Carbon steel piping is a durable material made from carbon steel, a steel alloy with iron and carbon. Because of its strength and ability to withstand stress, carbon steel pipe is used in a variety of heavy-duty industries like infrastructure, ships, distillers, and chemical fertilizer equipment.
Carbon steel pipe is a steel pipe with carbon as the main alloying element, and its carbon content is between 0.12-2.0%. According to the different carbon content, carbon steel pipes can be divided into low carbon steel, medium carbon steel and high carbon steel. Different carbon content will affect the hardness, strength and durability of the pipe. In addition, carbon steel pipes can also be classified according to the process structure and use scenario of the pipe, such as welded pipes, seamless pipes, turning pipes, pressure pipes, etc.

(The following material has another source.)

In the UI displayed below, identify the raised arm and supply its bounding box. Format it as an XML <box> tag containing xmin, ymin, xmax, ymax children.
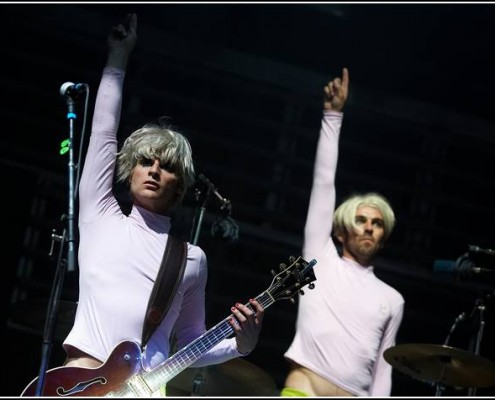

The carbon steel pipe can be manufactured using several different techniques, each of which produces a pipe with certain characteristics. These characteristics include strength, wall thickness, corrosion resistance, and temperature and pressure limitations. For example, pipes having the same wall thickness but manufactured by different methods may vary in strength and pressure limits. The pipe manufacturing methods include seamless, butt-welded, and spiral-welded. A seamless pipe is formed by piercing a solid, near-molten, steel rod, called a billet, with a mandrel to produce a pipe that has no seams or joints. A butt-welded pipe is formed by feeding a hot steel plate through shapers that roll it into a hollow circular shape. Forcibly squeezing the two ends of the plate together produces a fused joint or seam. A spiral-welded pipe is formed by twisting strips of metal into a spiral shape, similar to a barber's pole, and then welding where the edges join one another to form a seam. This type of pipe is restricted to piping systems using low pressures due to its thin walls.